Hepatic mRNA expression levels related to lipid and fatty acid metabolism in the liver tissues were measured by qPCR (Fig 4B). The mRNA levels of peroxisome proliferators activated receptor (Ppar) α and Ppar γ, which are fatty acid oxidases, were increased in the WT HFD +LPS group compared with the WT NC group. These trends were observed in the Nrf2-mRes HFD + LPS group; however, there was no significant difference between Nrf2-KO and Nrf2-mRes mice (Fig 4B). We measured the mRNA levels of sterol regulatory element-binding protein (Srebp)-1c and fatty acid synthase (Fas), factors involved in fatty acid de novo synthesis. The mRNA levels of Fas were higher in the HFD + LPS groups than in the WT NC group, and this trend was similar for Srebp-1c; however, there was no difference in the levels of Fas and Srebp-1c between Nrf2-KO and Nrf2-mRes mice (Fig 4B). These results indicate that Nrf2 in macrophages does not affect hepatic lipid and fatty acid metabolism in our mouse model.

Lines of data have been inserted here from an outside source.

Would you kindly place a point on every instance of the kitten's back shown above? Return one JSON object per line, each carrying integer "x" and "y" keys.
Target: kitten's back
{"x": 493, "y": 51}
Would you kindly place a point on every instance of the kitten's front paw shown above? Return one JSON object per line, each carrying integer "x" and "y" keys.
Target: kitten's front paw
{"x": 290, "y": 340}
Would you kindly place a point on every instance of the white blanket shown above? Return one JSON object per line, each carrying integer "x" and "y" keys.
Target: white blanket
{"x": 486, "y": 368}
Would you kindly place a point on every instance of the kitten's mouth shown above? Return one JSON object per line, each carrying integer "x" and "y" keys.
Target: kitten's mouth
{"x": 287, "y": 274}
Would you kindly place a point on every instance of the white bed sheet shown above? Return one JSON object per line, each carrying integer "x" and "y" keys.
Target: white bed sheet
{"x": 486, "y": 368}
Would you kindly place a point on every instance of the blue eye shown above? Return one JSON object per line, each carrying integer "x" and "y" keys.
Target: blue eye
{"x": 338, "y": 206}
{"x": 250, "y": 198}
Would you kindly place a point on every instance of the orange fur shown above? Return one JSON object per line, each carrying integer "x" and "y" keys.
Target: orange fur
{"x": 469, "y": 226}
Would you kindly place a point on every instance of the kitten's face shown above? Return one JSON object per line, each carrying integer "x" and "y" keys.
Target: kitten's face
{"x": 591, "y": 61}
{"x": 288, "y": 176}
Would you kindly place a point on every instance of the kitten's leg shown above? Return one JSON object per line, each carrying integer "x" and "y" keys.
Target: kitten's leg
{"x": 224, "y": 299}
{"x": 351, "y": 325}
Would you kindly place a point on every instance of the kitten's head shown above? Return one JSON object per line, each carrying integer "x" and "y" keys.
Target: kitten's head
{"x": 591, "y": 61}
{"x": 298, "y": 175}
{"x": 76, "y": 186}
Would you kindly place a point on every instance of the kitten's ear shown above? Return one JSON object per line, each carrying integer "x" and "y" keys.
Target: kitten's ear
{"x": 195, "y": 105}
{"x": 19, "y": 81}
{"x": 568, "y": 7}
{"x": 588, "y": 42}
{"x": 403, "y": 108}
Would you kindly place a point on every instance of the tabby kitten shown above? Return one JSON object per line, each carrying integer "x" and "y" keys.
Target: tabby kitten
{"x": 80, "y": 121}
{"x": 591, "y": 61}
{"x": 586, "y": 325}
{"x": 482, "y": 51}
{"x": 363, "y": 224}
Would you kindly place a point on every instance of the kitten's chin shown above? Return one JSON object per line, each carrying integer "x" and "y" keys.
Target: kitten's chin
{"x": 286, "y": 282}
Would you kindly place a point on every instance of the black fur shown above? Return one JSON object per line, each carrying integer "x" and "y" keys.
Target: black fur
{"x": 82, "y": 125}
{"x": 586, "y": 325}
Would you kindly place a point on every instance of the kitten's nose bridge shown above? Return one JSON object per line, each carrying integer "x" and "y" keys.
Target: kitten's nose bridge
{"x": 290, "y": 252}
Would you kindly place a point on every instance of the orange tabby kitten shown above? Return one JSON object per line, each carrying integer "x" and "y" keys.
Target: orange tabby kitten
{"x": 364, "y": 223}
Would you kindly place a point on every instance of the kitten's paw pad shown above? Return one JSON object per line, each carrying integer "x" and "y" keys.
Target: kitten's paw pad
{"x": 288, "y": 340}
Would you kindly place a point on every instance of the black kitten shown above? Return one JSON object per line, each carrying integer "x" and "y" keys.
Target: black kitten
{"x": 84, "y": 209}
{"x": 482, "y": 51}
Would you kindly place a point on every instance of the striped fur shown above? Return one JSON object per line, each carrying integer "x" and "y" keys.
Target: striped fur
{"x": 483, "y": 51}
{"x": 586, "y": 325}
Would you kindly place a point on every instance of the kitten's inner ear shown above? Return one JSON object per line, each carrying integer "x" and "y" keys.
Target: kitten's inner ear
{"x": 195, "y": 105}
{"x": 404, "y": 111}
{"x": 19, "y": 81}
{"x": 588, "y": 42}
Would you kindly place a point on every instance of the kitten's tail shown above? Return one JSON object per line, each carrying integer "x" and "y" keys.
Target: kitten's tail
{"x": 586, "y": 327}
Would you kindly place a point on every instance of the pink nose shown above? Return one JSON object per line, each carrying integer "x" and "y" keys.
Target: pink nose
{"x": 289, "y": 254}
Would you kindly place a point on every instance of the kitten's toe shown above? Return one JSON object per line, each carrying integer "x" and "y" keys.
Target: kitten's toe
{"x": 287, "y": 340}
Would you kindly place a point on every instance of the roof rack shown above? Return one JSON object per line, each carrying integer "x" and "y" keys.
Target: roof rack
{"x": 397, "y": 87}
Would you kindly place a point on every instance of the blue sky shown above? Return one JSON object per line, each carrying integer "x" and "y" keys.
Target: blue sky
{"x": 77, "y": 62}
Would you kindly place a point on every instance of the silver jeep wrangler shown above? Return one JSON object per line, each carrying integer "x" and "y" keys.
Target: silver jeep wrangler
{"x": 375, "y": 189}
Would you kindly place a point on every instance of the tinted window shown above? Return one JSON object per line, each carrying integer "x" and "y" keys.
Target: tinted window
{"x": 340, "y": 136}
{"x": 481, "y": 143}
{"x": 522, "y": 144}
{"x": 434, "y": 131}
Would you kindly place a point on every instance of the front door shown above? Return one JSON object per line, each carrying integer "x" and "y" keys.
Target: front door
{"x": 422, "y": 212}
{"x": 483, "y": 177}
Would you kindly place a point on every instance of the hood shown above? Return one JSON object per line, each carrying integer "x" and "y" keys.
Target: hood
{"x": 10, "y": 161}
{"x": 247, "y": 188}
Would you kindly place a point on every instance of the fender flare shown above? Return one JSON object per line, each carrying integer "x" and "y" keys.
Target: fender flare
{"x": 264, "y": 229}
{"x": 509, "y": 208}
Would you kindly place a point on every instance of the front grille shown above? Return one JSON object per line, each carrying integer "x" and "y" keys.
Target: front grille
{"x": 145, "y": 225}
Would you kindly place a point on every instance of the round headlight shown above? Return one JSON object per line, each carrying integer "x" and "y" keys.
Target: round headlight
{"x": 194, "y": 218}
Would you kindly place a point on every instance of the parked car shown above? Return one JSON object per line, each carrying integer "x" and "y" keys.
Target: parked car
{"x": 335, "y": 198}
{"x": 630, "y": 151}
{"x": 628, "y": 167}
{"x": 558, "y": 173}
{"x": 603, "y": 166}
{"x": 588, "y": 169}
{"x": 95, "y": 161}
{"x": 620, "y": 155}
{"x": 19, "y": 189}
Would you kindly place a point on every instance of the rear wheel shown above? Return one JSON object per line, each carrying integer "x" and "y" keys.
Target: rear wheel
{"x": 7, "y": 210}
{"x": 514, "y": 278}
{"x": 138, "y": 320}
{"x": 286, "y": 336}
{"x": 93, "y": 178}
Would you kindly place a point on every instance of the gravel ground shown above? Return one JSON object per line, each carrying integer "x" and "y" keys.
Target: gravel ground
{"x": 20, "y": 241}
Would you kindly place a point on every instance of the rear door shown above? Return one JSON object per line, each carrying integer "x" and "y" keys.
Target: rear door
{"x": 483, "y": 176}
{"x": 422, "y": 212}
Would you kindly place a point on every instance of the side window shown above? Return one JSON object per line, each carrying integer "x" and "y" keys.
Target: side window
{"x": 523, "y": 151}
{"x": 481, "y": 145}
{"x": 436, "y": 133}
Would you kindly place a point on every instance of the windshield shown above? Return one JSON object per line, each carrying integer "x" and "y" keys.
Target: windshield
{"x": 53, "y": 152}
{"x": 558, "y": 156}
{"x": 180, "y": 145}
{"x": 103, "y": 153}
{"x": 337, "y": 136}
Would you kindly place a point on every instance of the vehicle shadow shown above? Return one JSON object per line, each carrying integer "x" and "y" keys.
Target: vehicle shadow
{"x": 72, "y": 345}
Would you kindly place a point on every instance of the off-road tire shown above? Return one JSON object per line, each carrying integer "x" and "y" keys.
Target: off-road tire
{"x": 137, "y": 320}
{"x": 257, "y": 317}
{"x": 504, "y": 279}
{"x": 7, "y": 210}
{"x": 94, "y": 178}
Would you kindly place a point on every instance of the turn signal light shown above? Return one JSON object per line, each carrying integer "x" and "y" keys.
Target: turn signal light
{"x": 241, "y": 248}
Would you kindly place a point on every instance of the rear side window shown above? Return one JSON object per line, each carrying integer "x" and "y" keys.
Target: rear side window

Nrf2 expression in macrophages attenuates signaling related to hepatic inflammation and fibrosis

Hepatic mRNA expression levels of inflammatory cytokines (Tnf-α and Il-1β), Toll-like receptors (Tlr-2, -4, -6, and -9, Fig 4C), and fibrosis-related genes (Tgf-β1, αSma, and Col1a1, Fig 4D) were measured by qPCR. Many of these factors were increased in the HFD + LPS groups compared with the WT NC group. The mRNA levels of Tlr-2, which activates inflammatory signaling by LPS, and αSma, were increased in Nrf2-KO HFD + LPS mice compared with WT HFD + LPS mice, and significantly attenuated in Nrf2-mRes HFD + LPS mice compared with Nrf2-KO HFD + LPS mice. Similarly, the mRNA levels of Il-1β, Tlr-4, and Tgf-β1 were increased in Nrf2-KO HFD + LPS mice compared with WT HFD + LPS mice, and tended to be attenuated in Nrf2-mRes HFD + LPS mice compared with Nrf2-KO HFD + LPS mice. The mRNA levels of Tnf-α, Tlr-6, -9, and Col1a1 tended to be increased in Nrf2-KO HFD + LPS mice compared with WT HFD + LPS mice, and tended to be attenuated in Nrf2-mRes HFD + LPS mice compared with Nrf2-KO HFD + LPS mice (Fig 4C and 4D). These findings suggest that Nrf2 in macrophages inhibits signaling associated with hepatic inflammation and fibrosis, which are activated through LPS and TLR.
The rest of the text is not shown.